Am irdischen Frühlingshimmel erscheint der Mars beim Sternbild Skorpion, das gegen Mitternacht im Osten aufgeht. Der rötliche Glanz des Nachbarplaneten steigert sich in dem Maße, wie sich seine Opposition zur Sonne am 22. Mai nähert. In der Opposition erreicht ein Planet stets die geringste Entfernung zur Erde. Mars wird 75,3 Millionen Kilometer entfernt sein, deutlich mehr als die Rekordnähe von 55,8 Millionen Kilometern bei der spektakulären Opposition von 2003. Die Unterschiede ergeben sich aus der stark elliptischen Marsbahn um die Sonne.

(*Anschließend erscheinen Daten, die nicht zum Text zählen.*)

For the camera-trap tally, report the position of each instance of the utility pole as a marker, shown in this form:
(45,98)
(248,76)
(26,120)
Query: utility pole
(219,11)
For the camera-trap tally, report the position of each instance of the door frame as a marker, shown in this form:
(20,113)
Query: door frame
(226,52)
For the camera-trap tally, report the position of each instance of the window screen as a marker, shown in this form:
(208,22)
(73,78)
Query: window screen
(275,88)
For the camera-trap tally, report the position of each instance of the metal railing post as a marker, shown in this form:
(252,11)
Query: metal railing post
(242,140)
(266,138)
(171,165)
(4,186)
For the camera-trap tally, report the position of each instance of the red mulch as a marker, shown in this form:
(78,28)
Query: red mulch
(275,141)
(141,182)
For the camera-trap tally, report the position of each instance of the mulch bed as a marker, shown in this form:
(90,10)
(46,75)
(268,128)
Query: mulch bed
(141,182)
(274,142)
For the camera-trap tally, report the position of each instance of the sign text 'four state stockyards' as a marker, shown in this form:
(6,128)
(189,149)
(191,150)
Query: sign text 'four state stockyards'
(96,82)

Der Riesenplanet Jupiter, der im Löwen den Frühlingshimmel beherrscht, ist in seinem Glanz von Mars nicht zu übertreffen. Der rote Planet ist aber heller als der gewalti- ge Ringplanet Saturn, dem er auffallend näher rückt – natürlich nur aus irdischer Perspektive. Mit der Jahreszeit ändert sich der Himmel: die großen Wintersternbilder dominieren abends noch, werden aber vom „Frühlingsdreieck“verdrängt, mit Regulus im Löwen, Spica in der Jungfrau und Arktur im Bootes.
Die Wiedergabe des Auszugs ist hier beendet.